Neither Oyamada-tarô nor his sister Itsuki is known. However it is possible from Itsuki’s clothes to identify her as a shirabyôshi dancer. These female dancers, who were commoners, already performed in the 12th c. at courtly events. They wore usual male attire, a court hat and a sword. They accompanied their dances and songs on a hand drum. A few of them enjoyed the favour of high nobility, such as Shizuka-gozen, the mistress of Yoshitsune (12th c.), or three shirabyôshi dancers known to have been mistresses of Taira-no-Kiyomori.
Of particular interest is the use of the term onna-Narihira for the figure Itsuki. Ariwara-no-Narihira (825-880) was the grandchild of Emperor Kammu (reigned 782-815), the founder of Kyôto. He was given the family name Ariwara by the Emperor and was therefore struck off the list of imperial family, as was customary in order to prevent this from growing too large. Little is known about Narihira’s life. We know only that when he was fifty-two he was named Lieutenant-General of the Imperial Guard of the Right. Many poems are to be found in the various anthologies from the Middle Ages of Japan. The Ise-monogatari (“Tales of Ise”) is attributed to him; it describes in seventy-five chapters (dan) the events and love affairs of this epitome of the classical, sensitive, courtly lover. Its sprinkling of poems and metaphors is familiar to every educated Japanese. Thus the Ise-monogatari was one of the first illustrated books to be printed for popular consumption (1608).
In fine arts and literature, reference is often made to the Ise-monogatari.

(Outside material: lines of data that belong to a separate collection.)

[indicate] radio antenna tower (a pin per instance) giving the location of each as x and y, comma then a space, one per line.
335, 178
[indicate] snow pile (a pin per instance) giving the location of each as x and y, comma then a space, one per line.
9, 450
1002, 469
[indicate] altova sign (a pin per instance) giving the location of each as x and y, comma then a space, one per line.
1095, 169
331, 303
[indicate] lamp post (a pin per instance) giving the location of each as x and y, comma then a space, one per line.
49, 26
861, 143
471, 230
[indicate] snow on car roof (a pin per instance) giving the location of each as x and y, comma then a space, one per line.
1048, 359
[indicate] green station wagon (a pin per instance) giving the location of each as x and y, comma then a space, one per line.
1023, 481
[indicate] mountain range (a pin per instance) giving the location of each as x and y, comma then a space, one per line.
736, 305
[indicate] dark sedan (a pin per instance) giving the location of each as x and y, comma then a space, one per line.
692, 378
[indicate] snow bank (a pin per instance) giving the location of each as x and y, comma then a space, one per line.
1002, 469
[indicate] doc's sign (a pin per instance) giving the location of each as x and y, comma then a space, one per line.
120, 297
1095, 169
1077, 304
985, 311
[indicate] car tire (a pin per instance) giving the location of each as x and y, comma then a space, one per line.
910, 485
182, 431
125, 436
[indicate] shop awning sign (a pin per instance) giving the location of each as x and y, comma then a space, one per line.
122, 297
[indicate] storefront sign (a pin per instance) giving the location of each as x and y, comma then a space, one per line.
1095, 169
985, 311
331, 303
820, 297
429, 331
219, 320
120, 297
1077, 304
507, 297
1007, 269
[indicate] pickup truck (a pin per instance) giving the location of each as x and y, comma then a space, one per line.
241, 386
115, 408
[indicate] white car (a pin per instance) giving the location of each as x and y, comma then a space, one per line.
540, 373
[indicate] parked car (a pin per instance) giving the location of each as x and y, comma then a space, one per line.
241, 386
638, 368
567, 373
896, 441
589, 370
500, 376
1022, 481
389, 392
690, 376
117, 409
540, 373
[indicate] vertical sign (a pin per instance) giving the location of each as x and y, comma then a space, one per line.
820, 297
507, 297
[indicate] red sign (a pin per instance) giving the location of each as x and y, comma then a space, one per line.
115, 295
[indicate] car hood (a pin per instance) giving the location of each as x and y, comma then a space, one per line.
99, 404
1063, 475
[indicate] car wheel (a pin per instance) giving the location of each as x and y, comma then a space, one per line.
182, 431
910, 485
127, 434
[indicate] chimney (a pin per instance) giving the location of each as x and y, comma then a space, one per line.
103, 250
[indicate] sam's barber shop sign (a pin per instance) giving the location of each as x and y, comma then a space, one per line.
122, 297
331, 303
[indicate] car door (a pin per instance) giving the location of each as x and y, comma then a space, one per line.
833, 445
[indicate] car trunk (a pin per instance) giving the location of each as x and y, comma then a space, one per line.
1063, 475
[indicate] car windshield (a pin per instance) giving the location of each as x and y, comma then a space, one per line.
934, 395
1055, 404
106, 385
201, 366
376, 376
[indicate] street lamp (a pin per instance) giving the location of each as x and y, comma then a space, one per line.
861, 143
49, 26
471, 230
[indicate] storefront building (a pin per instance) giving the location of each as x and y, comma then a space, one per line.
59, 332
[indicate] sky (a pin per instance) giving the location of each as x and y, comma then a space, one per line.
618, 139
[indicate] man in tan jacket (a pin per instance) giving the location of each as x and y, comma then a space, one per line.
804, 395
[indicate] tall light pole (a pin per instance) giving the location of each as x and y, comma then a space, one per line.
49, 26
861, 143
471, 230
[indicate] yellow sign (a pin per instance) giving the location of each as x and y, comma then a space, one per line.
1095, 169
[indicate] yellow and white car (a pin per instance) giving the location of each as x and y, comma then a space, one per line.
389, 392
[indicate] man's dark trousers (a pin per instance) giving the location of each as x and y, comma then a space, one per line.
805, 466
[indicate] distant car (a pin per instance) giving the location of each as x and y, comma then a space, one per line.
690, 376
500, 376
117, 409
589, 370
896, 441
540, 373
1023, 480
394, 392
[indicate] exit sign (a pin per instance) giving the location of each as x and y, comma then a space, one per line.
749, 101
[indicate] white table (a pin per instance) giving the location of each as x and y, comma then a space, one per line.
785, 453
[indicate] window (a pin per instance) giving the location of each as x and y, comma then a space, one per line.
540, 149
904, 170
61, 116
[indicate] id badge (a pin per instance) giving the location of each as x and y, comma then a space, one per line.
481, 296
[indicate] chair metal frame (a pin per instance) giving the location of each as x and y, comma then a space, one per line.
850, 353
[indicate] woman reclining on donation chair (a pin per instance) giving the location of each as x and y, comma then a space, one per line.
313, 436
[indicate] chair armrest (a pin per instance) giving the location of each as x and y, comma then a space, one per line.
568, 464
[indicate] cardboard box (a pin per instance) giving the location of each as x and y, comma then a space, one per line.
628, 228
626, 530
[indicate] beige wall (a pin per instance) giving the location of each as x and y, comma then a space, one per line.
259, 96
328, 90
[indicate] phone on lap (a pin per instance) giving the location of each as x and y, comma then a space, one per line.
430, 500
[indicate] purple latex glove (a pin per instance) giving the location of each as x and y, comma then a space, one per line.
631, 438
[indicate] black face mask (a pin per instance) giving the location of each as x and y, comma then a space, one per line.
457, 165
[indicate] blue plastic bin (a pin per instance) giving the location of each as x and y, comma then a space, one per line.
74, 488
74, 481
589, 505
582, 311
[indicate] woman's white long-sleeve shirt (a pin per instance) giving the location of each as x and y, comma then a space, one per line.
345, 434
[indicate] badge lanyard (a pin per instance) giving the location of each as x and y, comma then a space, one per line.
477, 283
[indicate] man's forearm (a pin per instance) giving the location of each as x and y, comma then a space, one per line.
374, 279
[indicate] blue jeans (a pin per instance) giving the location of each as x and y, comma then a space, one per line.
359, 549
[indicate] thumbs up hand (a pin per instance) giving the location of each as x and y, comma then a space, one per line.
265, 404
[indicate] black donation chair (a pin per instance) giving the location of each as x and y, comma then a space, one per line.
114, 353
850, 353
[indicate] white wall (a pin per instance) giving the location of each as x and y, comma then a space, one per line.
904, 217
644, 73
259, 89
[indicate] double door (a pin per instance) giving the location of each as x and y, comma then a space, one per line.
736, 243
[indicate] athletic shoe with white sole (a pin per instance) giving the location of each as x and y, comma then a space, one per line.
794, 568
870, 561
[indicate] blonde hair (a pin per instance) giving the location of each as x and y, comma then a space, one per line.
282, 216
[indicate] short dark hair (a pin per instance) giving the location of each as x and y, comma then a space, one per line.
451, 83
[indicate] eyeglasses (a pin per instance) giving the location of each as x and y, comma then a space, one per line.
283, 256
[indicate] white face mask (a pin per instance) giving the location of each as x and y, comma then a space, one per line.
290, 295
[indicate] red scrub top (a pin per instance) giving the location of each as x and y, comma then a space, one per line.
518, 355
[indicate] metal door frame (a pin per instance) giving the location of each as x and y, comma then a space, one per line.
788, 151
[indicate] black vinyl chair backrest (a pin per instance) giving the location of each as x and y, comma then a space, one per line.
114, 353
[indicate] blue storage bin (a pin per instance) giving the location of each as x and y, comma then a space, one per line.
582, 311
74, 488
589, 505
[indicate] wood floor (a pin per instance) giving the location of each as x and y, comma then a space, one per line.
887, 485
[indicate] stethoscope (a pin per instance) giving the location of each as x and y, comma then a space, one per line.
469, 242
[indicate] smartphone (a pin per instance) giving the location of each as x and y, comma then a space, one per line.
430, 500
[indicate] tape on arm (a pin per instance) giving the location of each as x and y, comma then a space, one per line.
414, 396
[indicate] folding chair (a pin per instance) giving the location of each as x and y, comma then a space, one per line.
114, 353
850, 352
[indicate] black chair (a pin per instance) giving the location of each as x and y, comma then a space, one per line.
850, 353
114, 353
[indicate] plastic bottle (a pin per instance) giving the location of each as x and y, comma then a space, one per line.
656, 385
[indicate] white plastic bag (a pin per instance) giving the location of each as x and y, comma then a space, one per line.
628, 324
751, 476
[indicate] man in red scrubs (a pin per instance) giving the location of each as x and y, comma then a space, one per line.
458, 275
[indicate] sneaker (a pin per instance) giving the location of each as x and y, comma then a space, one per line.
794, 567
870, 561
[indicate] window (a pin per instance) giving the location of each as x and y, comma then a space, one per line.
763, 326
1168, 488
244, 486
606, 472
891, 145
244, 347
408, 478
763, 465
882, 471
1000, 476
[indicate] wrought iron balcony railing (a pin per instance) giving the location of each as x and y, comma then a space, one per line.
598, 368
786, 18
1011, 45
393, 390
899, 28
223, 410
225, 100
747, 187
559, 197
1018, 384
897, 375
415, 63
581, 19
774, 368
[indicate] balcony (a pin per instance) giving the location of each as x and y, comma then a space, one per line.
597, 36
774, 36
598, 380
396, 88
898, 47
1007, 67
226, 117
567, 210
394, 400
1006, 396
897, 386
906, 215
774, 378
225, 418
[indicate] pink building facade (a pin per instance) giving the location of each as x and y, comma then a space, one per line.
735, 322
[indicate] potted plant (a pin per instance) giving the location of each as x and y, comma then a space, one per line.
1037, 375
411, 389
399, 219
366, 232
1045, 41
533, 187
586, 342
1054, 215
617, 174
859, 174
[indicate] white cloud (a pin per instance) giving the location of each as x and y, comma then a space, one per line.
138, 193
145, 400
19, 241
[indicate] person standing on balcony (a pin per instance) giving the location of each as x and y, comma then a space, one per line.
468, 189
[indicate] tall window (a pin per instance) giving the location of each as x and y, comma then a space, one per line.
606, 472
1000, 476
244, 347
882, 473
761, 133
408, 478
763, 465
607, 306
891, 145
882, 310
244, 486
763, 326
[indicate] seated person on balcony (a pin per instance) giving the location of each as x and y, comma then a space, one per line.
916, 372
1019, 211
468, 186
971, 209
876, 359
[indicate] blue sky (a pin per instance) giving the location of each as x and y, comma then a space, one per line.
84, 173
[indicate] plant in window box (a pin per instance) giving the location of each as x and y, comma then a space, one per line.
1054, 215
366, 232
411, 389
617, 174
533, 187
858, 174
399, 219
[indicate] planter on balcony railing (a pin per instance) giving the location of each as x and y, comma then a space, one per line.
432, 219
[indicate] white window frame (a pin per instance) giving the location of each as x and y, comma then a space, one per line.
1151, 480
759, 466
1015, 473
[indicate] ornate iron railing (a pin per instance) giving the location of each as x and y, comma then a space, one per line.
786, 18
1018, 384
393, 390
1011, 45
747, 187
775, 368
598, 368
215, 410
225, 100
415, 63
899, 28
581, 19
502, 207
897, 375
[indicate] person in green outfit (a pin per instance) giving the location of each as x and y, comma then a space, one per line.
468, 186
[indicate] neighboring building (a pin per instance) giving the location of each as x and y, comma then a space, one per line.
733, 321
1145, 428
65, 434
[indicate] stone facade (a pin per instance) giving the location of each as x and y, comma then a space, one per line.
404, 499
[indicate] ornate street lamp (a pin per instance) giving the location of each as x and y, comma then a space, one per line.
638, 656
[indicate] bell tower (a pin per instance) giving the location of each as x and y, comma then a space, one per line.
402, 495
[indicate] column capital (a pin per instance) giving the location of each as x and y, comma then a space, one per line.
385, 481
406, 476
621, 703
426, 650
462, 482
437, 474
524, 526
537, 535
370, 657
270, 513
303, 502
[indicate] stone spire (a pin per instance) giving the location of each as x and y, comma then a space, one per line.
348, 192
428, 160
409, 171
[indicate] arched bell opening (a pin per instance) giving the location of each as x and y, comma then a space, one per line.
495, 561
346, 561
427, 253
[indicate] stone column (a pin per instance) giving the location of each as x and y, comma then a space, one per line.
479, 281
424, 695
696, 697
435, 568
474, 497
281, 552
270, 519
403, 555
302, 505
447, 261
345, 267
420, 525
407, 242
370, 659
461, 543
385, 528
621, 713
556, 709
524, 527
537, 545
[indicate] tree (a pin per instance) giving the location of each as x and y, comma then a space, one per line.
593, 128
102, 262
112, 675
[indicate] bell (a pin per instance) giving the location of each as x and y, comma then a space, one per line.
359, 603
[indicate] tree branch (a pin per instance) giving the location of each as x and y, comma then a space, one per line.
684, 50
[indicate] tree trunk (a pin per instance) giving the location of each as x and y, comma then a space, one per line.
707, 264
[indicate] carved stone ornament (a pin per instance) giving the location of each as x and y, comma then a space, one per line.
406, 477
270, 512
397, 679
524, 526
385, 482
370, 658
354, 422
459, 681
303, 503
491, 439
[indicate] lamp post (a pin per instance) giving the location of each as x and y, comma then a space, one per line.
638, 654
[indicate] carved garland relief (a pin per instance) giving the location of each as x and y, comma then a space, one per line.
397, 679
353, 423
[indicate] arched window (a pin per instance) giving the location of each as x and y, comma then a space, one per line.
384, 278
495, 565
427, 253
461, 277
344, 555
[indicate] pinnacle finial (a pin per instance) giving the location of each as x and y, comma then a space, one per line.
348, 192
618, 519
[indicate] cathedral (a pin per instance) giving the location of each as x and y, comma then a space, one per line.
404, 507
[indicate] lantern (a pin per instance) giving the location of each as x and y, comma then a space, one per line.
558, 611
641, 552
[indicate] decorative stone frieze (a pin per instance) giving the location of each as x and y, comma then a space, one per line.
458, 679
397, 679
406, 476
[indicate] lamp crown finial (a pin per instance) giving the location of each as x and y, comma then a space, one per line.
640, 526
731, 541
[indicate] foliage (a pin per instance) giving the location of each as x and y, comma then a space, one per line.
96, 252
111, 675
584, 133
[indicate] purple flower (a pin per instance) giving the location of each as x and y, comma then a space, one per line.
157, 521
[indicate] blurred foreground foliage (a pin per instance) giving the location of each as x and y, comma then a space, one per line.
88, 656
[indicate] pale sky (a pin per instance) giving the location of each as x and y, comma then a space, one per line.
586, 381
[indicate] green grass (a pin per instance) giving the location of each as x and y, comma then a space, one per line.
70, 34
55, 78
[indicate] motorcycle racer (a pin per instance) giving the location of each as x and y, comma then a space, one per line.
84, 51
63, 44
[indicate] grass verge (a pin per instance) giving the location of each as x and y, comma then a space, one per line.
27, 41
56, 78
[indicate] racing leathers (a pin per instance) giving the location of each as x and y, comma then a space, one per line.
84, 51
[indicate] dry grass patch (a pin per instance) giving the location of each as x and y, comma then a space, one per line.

Narihira was regarded at the beginning of the 17th c. as the handsome man par excellence (mame-otoko). He was considered to embody the feminine and the masculine ideal of beauty in one person. The great haiku poet Matsuo, Bashô (1644-1694) described this sexual ambivalence in the person of Narihira as the combination of the plum blossom, symbol of severe masculine beauty, and the pliant willow twig, a symbol of feminine beauty. Already in the early decades of the 17th c. actress-prostitutes appeared dressed as men. Boys and youths organized into dance troops worked also as prostitutes. They performed, for example, dances known as Narihira-odori in those years. This ambiguity is also to be found in later Kabuki (following the bans on women and youth in Kabuki in 1629 and 1652 respectively). The person of Itsuki, who is here impersonated by a man as is customary in Kabuki, is lent such an ambivalent meaning by the use of the term “onna-Narihira” (female-Narihira). The scene shown on our leaf is recorded as Narihira Azuma-kudari mitate (“Travesty of the Journey to the East of the Cavalier Narihira”). This theme is based on dan IX, in which Narihira composes his famous poem about the snow-covered Mount Fuji.
Segawa, Kikunojô II, the adopted son of Segawa, Kikunojô I is supposed to have been a descendant of a prince from Musashi. He was already performing as a child actor in 1750, and from 1756 he was a female impersonator. He died in 1773 at the age of thirty-three. He was practically predestined to play such ambivalent roles.
Bandô, Hikosaburô II, son of Hikosaburô I born 1741, switched from youth roles to male roles in 1765. He was the special favourite of all theatre goers. But he died at the age of twenty-eight in 1768, a year after this print was published.